= Tom Hayes (civil servant) =

Ohio civil servant

Tom Hayes, an Ohio civil servant, has held positions within the Ohio state government such as director of the Ohio Department of Job and Family Services, director of the Ohio Lottery Commission, and as project manager for Cuyahoga County's board of elections.

==Background==
Hayes was appointed as the director of the Ohio Department of Job and Family Services (ODJFS), Ohio's largest agency, and a member of the Ohio Governor's Cabinet, by Governor Bob Taft on September 4, 2001. Hayes served until he resigned on October 1, 2004.

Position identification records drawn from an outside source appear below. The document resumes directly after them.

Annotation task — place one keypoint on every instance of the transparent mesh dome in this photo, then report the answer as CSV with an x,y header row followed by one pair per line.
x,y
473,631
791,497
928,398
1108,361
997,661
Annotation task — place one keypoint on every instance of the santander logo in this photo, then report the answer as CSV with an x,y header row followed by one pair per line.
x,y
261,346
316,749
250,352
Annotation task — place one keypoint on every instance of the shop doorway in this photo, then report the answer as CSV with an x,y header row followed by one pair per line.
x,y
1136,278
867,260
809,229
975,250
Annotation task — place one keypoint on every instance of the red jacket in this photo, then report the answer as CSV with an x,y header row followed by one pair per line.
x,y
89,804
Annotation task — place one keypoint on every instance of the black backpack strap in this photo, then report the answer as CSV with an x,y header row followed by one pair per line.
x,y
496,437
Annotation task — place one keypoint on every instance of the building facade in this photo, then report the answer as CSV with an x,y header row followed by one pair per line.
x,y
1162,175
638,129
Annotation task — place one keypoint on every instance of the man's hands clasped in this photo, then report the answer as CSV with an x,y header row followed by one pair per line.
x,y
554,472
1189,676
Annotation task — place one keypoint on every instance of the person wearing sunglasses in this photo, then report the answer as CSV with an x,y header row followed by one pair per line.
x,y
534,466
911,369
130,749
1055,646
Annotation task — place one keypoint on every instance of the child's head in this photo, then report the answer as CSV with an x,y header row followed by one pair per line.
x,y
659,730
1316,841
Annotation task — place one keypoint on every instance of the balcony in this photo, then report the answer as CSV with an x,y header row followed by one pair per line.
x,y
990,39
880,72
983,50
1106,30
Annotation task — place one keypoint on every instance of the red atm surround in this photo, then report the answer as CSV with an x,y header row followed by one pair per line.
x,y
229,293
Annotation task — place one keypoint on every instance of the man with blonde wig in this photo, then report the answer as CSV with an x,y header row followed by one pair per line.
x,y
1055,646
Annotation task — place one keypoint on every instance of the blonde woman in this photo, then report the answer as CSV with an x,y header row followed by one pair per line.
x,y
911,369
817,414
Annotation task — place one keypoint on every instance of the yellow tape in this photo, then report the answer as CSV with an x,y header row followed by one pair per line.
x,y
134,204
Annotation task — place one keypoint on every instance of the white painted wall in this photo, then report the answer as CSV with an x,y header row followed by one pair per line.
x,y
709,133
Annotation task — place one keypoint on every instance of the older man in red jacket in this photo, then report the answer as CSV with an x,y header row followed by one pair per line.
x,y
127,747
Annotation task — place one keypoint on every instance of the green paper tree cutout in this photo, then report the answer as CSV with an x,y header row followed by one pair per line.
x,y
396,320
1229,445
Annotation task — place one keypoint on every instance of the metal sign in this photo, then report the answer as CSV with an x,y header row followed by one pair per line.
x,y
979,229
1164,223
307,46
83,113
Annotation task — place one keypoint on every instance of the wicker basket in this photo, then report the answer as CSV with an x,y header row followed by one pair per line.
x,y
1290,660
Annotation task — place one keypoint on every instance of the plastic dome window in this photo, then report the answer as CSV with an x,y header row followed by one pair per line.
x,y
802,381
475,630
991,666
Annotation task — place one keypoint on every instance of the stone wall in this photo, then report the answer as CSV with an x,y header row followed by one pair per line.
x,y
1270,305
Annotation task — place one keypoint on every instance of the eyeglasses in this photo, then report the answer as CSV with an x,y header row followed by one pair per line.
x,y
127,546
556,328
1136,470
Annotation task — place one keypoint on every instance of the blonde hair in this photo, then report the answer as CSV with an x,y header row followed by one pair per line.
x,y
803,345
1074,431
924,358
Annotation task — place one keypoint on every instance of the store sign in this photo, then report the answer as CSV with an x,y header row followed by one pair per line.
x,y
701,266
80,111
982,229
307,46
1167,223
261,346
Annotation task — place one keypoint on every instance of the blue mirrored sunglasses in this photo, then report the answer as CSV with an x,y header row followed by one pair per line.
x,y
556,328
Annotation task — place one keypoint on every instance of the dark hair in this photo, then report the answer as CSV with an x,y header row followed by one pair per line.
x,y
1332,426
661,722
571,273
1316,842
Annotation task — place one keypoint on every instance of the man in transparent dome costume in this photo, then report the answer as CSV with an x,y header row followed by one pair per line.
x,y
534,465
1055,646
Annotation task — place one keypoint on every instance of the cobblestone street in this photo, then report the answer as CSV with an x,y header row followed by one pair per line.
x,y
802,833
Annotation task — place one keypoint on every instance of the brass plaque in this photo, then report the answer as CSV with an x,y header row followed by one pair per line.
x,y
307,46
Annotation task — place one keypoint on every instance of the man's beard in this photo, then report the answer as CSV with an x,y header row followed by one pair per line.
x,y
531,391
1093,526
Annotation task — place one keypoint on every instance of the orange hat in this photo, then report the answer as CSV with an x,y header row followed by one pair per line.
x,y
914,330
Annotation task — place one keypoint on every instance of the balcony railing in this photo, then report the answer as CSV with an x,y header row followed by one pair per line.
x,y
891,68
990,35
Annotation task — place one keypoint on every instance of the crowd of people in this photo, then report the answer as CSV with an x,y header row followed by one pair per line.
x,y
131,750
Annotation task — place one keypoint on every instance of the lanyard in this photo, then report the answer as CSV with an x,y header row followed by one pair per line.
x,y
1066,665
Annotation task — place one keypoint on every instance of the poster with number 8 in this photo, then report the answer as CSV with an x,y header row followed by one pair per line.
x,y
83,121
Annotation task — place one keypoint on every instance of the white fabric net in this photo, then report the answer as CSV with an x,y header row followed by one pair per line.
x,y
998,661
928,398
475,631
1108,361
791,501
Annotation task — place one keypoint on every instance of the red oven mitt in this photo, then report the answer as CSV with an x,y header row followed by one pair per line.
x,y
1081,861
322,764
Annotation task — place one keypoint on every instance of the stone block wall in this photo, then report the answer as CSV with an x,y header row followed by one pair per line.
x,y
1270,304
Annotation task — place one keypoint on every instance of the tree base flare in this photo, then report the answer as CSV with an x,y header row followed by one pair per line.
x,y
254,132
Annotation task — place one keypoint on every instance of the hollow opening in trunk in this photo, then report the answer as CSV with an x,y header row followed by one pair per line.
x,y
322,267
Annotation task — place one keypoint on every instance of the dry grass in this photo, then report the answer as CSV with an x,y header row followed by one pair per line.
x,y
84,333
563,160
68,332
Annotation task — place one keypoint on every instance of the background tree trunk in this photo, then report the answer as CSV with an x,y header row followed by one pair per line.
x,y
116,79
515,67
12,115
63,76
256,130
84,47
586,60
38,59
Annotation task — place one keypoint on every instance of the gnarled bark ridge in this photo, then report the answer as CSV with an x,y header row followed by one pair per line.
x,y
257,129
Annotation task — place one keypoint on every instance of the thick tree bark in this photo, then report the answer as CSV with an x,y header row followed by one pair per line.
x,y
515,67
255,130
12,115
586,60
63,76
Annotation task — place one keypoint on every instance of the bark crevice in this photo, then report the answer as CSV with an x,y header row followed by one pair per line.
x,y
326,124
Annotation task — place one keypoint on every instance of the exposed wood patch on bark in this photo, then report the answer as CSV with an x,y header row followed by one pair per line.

==Ohio Department of Job and Family Services==
During his time as director of ODJFS, Hayes oversaw a department that employed 3,700 employees and had an annual budget of more than $15 billion. As director, Hayes created a performance center for the department, federally certified a child support computer system, and started an online job-matching system. In 2002, Hayes argued with Hamilton County over the ownership of $8 million of welfare money. In response to the Controversial Ohio database searches of Joe Wurzelbacher, Hayes stated that the ODJFS, during his tenure as director, did not conduct searches due to an individual's status being raised to "celebrity."

==Ohio Lottery Commission==
In 2005, Hayes became the director of the Ohio Lottery Commission. In August 2006, Hayes resigned after accepting a job with Cuyahoga County as project manager for the county's board of elections.